In February 2010, attackers using an iterative method found a pair of accounts where a user had set the password=userid in defiance of policy. They used the same amplification technique to send a substantial amount of mail, starting in the late evening. Many of these messages used a "live.com" return address, which would cause rejection messages to go to Hotmail.
In March 2010, a couple of people again sent passwords to a phisher.
Another SquirrelMail plugin was installed to block outbound mass mailing, using statistics gathered from benchmarking to set
a realistic limit. On March 19, this plugin successfully blocked an attempt to use another compromised account.
The last successful phishing mailout was on March 12.
550 SC-001 Mail rejected by Windows Live Hotmail for policy reasons. Reasons for rejection may be related to content with spam-like characteristics or IP/domain reputation problems. If you are not an email/network admin please contact your E-mail/Internet Service Provider for help. Email/network admins, please visit http://postmaster.live.com for email delivery information and supportChecking the above URL, after creating an account, showed some statistics for rejected mail. Later, mail appeared to be working normally (being accepted by hotmail servers). The postmaster.live.com tracker showed no rejected mail.

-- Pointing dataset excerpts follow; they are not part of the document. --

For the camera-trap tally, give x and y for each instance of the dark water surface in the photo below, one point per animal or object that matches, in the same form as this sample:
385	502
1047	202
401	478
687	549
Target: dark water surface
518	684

On March 24, a TRIUMF user reported that mail sent to a Hotmail account was never received. Our logs showed that it had been accepted by the Hotmail server. Creation of a test account at Hotmail confirmed that mail from our webmail server was being deleted (not delivered to a junk folder), with the possible exception of mail sent in direct reply to mail from Hotmail account. Mail from other TRIUMF servers was delivered normally.

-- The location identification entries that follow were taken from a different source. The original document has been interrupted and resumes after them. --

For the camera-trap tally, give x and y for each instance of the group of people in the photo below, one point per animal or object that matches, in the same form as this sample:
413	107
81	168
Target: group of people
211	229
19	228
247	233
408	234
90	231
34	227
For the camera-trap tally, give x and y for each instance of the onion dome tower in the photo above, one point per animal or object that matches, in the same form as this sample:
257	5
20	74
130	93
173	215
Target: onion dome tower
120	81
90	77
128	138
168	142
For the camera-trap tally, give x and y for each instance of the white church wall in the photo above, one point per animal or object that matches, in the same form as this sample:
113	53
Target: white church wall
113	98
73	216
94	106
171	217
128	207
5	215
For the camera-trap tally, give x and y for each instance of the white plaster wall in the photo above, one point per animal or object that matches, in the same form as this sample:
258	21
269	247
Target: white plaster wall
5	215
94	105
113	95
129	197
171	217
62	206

We contacted Hotmail support on March 24. As a pre-requisite to helping us, they required us to join the "Junk Mail Reporting Partner Program" - essentially a scheme whereby they actually send complaints to our abuse account (per RFC 2142, listed in whois.arin.net and whois.abuse.net) instead of discarding them. They also made suggestions that would allow a large bulk-mailing company to successfuly target Hotmail, such as maintaining separate outbound servers for different purposes and creating good SPF and Sender-ID records.
Following the creation of a JMRPP account in April, complaints started to trickle in - from November 2009 and February 2010. Our mail to Hotmail was still being silently discarded, so we blocked it on our server - our users would at least receive a delivery failure notice.
On April 14, Hotmail indicated that they would remove an entry from their reputation list "in 24-48 hours". On April 22, mail was still being discarded.
On April 26, Hotmail indicated that they had "taken steps to implement a temporary mitigation to our mail delivery problem". At this point, test messages were being successfully delivered to my test account at Hotmail. I removed the outgoing mail blocks, and since then have had no complaints.
Since successfully signing up for the JMRPP program, I had as stated stale complaints. It appears that we get them whenever someone clicks "this is junk", regardless of when it was sent. We had one complaint about a mailman message (opt-in list, with unsubsciption instructions at the bottom), but otherwise it has been quiet.